IDN: What are the most common mistakes (and/or misconceptions) that non-XML developers have when it comes to using XSLT or XPath?
Rendon: Most non-XML programmers have a hard time understanding the concept of nested elements, and how to take advantage of that nesting to process their documents or data. For example, XML allows parent-child relationships in a document like section-title, chapter-title, topic-title. In this example, the title element has no distinction except for the fact that its parent is either a chapter, a section or a topic.
Using XSLT, you can process elements based on their parentage, so a section title can be mapped to an h3 tag in HTML, and a chapter title can be mapped to an h2, and so on. Conversely, you can process XML elements based on their children or attributes. Once the XML file is in "memory," you can access any part of the structure as many times as necessary.
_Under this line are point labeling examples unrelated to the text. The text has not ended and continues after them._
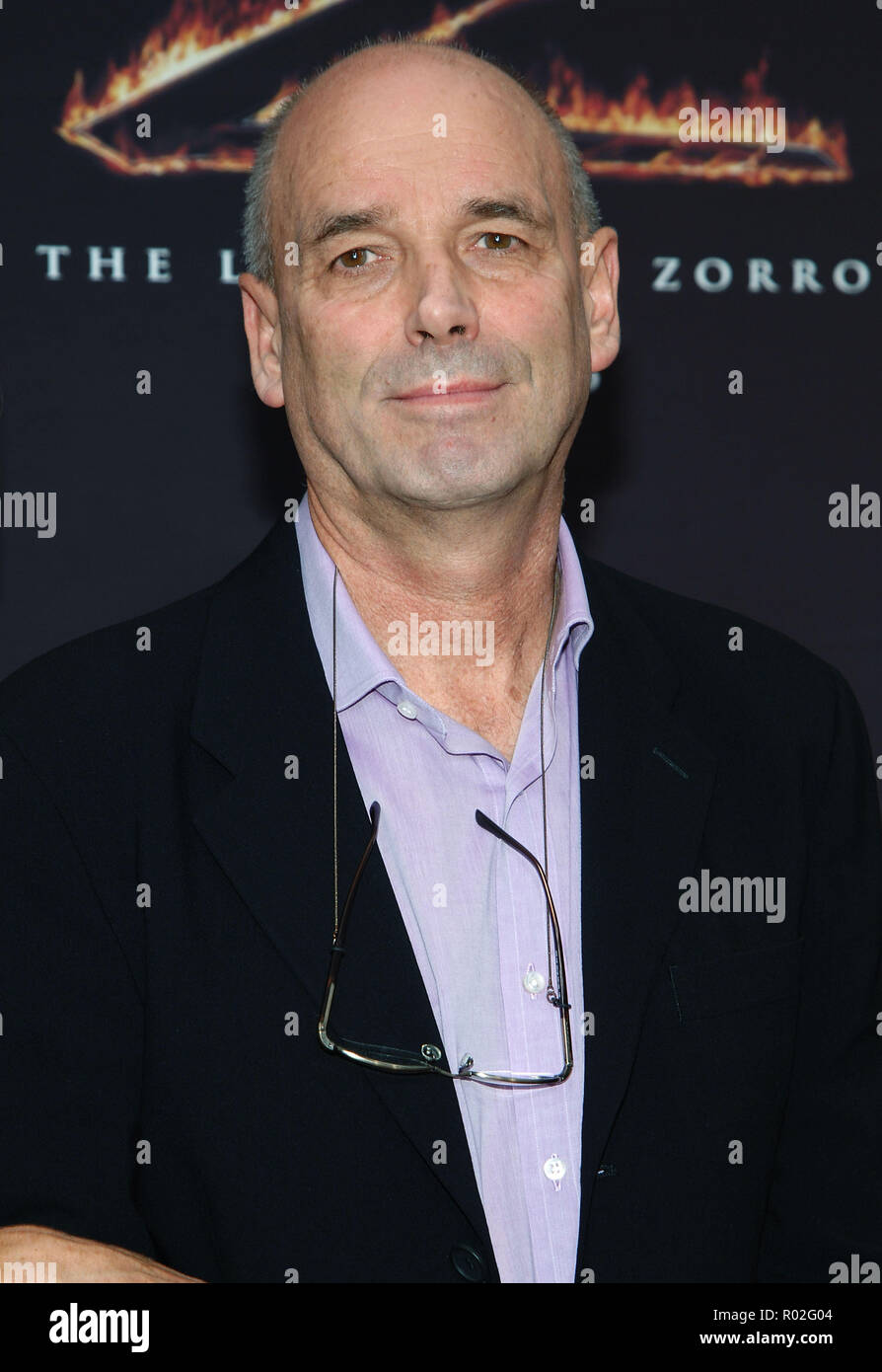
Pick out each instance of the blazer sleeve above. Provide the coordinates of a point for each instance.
(825, 1203)
(70, 1034)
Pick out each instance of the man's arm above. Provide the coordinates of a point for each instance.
(78, 1259)
(70, 1043)
(826, 1198)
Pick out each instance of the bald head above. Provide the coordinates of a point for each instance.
(383, 81)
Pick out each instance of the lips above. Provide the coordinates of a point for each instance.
(454, 389)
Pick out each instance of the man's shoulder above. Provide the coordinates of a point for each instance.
(730, 665)
(111, 682)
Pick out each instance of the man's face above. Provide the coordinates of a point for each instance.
(436, 291)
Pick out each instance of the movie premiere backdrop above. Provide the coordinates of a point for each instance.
(731, 453)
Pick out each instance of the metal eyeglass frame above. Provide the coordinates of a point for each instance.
(407, 1062)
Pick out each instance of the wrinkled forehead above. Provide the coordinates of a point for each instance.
(420, 133)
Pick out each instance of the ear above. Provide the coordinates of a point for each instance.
(600, 291)
(259, 310)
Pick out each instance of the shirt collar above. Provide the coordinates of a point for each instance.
(362, 665)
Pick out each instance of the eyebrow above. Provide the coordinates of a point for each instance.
(516, 207)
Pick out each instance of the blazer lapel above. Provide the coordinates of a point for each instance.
(262, 708)
(642, 818)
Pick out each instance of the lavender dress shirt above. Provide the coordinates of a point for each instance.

[Ed. Note: Several XSLT stylesheet templates, with ample code and rationale for their use, are provided on the web by Prentice Hall in a sample chapter to Rendon's book, XSLT and XPATH: A Guide to Transformation. Developers can download the sample chapter here: http://vig.prenhall.com/samplechapter/0130404462.pdf.]
So if you wanted to build a table of contents for the titles of the chapter, section and topic elements, you don't need to process the document twice.
IDN: In your book, you provide some very good and concise examples of how to use XSLT stylesheets. But I'm not sure where they are derived from. Are there XSLT stylesheet "templates" that developers who don't code directly in XML can use, or do developers need to create their own stylesheets?
Rendon: XSLT is a dynamic language that is written specifically for the data set that you're trying to process. The match statements in an XSLT template use the names of the elements in your XML file, as defined by your DTD (Document Type Definition) or Schema. There are some predefined DTDs and Schemas that can be used generically, like DocBook, and these have some XSLT templates provided.
However, because XSLT, XML, and your target output vary according to the data, no one set of templates will match, unless they are written specifically for that data set. Developers can use sample stylesheet found in various places on the web, but they must be tailored to fit the application.
Developers who are using XSLT should fully understand their XML document structure before starting out. XSLT and XPath are simple to use once you understand the syntax, and they provide powerful addressing and conversion tools for XML. If you have any XML knowledge, using XSLT and XPath will be a simple extension of that knowledge. The book also includes some boilerplates for XSLT stylesheets, and breaks down the needed components.
[Ed Note: For Java devs working with XSLT and XPath, might we suggest the Apache's Xalan-Java project. Xalan-Java (named after a rare musical instrument) fully implements XSL Transformations (XSLT) Version 1.0 and the XML Path Language (XPath) Version 1.0. XSLT is the first part of the XSL stylesheet language for XML. It includes the XSL Transformation vocabulary and XPath, a language for addressing parts of XML documents.]